As a child growing up in Sierra Leone I spent many nights reading by the amber light of candles. Blackouts were frequent and electricity supply intermittent. So when President Barack Obama launched the Power Africa Initiative, aimed at doubling access to electricity in sub-Saharan Africa, he got my attention.
I applaud Obama's effort. More than two-thirds of Africa's population live without electricity, and more than 85 percent of those living in rural areas lack access to it.
Yet I worry that without renewables and a decentralized delivery system a lot can go wrong. Today, thirty-five years later, children in Sierra Leone are still trying to read by candlelight. There is a lesson here.
Sierra Leone of my childhood ran on oil and diesel, an expensive commodity for a poor country. Even when the few massive power stations coughed to life, crumbling infrastructure neglected by apathy or corruption meant that receiving electricity at home was left to a well-placed bribe.
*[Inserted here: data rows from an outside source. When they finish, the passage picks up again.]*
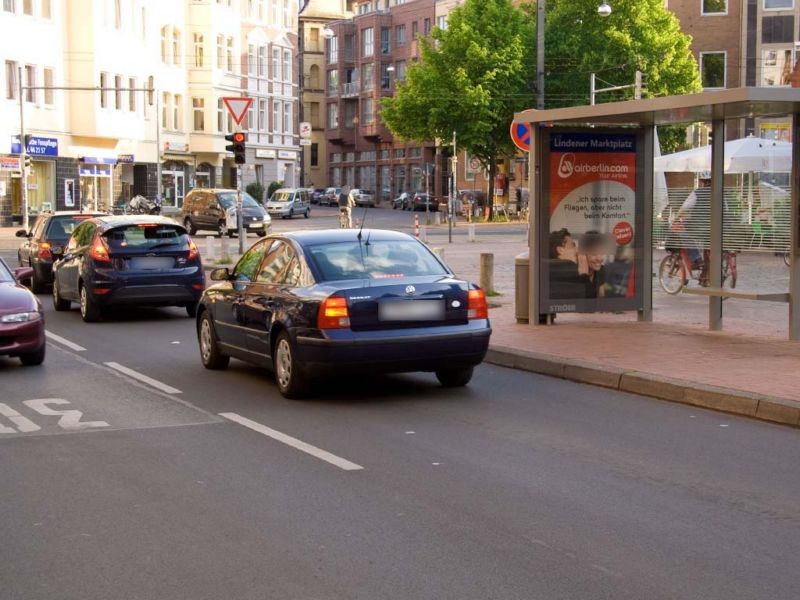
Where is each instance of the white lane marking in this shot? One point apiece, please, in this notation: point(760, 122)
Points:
point(293, 442)
point(64, 342)
point(144, 378)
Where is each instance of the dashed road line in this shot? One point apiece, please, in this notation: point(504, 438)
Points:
point(293, 442)
point(143, 378)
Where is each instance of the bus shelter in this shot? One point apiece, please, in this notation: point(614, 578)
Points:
point(592, 193)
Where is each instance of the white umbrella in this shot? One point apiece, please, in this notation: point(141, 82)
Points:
point(745, 155)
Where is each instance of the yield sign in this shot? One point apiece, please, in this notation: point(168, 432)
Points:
point(521, 135)
point(237, 107)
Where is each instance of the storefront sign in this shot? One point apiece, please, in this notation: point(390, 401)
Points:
point(9, 163)
point(37, 146)
point(591, 227)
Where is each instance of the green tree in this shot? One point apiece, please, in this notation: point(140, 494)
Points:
point(638, 35)
point(471, 79)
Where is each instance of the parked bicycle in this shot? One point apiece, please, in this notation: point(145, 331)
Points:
point(677, 269)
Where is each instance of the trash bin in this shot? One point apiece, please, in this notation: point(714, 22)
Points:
point(521, 286)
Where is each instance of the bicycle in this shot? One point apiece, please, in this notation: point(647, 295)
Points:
point(677, 268)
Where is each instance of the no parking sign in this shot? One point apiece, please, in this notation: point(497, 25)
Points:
point(521, 135)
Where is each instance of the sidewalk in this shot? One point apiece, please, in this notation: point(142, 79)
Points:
point(750, 369)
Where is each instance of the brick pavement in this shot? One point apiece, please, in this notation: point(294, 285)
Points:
point(749, 369)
Obama's U.S. commitment at $7 billion is not much compared to the overall need but it is significant because it will catalyze private investments -- mostly from firms specializing in building massive fossil fuel power stations.
A better framework for Power Africa Initiative is Kenya's decentralized, renewable approach to energy. Kenya has committed to completely switching its energy production to renewables by 2025 relying on hydro, solar, wind, and geothermal energy to replace oil and coal.
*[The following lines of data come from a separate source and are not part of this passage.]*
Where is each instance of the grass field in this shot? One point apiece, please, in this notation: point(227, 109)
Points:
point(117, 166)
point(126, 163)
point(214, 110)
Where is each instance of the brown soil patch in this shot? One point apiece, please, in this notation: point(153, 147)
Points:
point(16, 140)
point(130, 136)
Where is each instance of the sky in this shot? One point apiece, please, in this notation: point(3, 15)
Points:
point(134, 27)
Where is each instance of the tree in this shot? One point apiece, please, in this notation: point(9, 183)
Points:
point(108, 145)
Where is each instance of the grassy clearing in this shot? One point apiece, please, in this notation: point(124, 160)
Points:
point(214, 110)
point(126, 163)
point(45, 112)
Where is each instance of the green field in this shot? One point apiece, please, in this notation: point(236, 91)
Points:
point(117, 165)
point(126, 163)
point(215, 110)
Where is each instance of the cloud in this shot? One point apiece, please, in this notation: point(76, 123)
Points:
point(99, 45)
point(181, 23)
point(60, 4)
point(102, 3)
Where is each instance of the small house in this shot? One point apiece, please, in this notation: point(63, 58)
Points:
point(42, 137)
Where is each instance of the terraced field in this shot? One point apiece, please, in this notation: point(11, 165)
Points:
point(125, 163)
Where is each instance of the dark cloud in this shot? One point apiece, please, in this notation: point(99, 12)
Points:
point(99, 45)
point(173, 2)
Kenya's decentralized system of energy delivery just as critical: Large-scale electricity production that relies on expensive imports of fossil fuels, maintenance-heavy grids and transmission lines are not likely to work for scattered villages and remote towns. Rural Africa needs a system where the source of energy is abundant and not reliant on foreign exchange reserves. It needs a system that puts a little power in the hands of many, not a lot of power in the hands of a few.
A few days before he launched his plan to electrify Africa, the president unveiled his much-anticipated Climate Action Plan in a speech at Georgetown University. In it, he called for increasing alternative energy production, limiting carbon emissions by implementing new federal standards on power plants, and an end to public financing of coal fire power plants overseas. The World Bank says it will follow suit.
A week later, Obama announced the Power Africa Initiative. The timing left me thinking about how one continent is addressing the ill effects of more than a century of abundant electricity and another, still waiting for the lights to come on, is trying to emulate a plan that we are now attempting to walk away from.
When considering ways to move Power Africa forward, President Obama might take a page from his father's homeland and ensure that renewable energy systems are a big part of the mix. It will work better in the long run and keep power quite literally, in the hands of the many who will use it.